# SQL Final project

# Description

**A startup looking to develop a new online books platform, and want to conclude which publishers, authors and books are more popular by analyzing a database of one of the services competing in this market.**

In [1]:
import pandas as pd
import numpy as np
import matplotlib as mpl

from sqlalchemy import create_engine

In [2]:
db_config = {'user': 'practicum_student',         # username
             'pwd': 's65BlTKV3faNIGhmvJVzOqhs', # password
             'host': 'rc1b-wcoijxj3yxfsf3fs.mdb.yandexcloud.net',
             'port': 6432,              # connection port
             'db': 'data-analyst-final-project-db'}          # the name of the database

connection_string = 'postgresql://{}:{}@{}:{}/{}'.format(db_config['user'],
                                                                     db_config['pwd'],
                                                                       db_config['host'],
                                                                       db_config['port'],
                                                                       db_config['db'])

engine = create_engine(connection_string, connect_args={'sslmode':'require'})

In [3]:
def column_change(df, placed_column, replaced_column):
    temp = df[replaced_column].copy()
    df[replaced_column] = df[placed_column]
    df[placed_column] = temp
    df.rename(columns = {placed_column:'temp'}, inplace = True)
    df.rename(columns = {replaced_column:placed_column}, inplace = True)
    df.rename(columns = {'temp':replaced_column}, inplace = True)

In [4]:
def cell_change(df, column, placed_cell, replaced_cell):
    temp = df.loc[placed_cell, column]
    df.loc[placed_cell, column] = df.loc[replaced_cell, column] 
    df.loc[replaced_cell, column] = temp

In [5]:
pd.set_option('display.max_colwidth', 0)

In [6]:
dfs = {'books', 'authors', 'publishers', 'ratings', 'reviews'}

In [7]:
diagram = pd.DataFrame()
for df in sorted(dfs):
    query = ''' SELECT *
                FROM {}
                LIMIT 5
            '''.format(df)
    query = pd.io.sql.read_sql(query, con = engine)
    
    columns = pd.DataFrame(data = query.columns)
    columns.rename(columns = {0:df}, inplace = True)
    diagram = pd.concat([diagram, columns], axis = 1)

column_change(diagram, 'books', 'authors')
column_change(diagram, 'ratings', 'authors')
column_change(diagram, 'reviews', 'publishers')
cell_change(diagram, 'ratings', 1, 0)
cell_change(diagram, 'reviews', 1, 0)
cell_change(diagram, 'authors', 0, 1)
cell_change(diagram, 'publishers', 0, 5)
diagram = diagram.reindex([0,1,5,2,3,4])

diagram.style.applymap(lambda x: "color: red" 
                       if (x == 'book_id')
                       or (x == 'author_id')
                       or (x == 'author_id')
                       or (x == 'publisher_id')
                       else "color: black")

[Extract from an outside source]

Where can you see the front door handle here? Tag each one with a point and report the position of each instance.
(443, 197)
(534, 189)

Unnamed: 0,books,ratings,reviews,authors,publishers
0,book_id,book_id,book_id,author,
1,author_id,rating_id,review_id,author_id,publisher
5,publisher_id,,,,publisher_id
2,title,username,username,,
3,num_pages,rating,text,,
4,publication_date,,,,


In [8]:
for df in dfs:
    query = ''' SELECT *
                FROM {}
                LIMIT 5
            '''.format(df)
    query = pd.io.sql.read_sql(query, con = engine)
    display(query)

Unnamed: 0,review_id,book_id,username,text
0,1,1,brandtandrea,Mention society tell send professor analysis. Over provide race technology continue these.
1,2,1,ryanfranco,Foot glass pretty audience hit themselves. Among admit investment argue security.
2,3,2,lorichen,Listen treat keep worry. Miss husband tax but person sport treatment industry. Kitchen decision deep the. Social party body the.
3,4,3,johnsonamanda,Finally month interesting blue could nature cultural bit. Prepare beat finish grow that smile teach. Dream me play near.
4,5,3,scotttamara,Nation purpose heavy give wait song will. List dinner another whole positive radio fast. Music staff many green.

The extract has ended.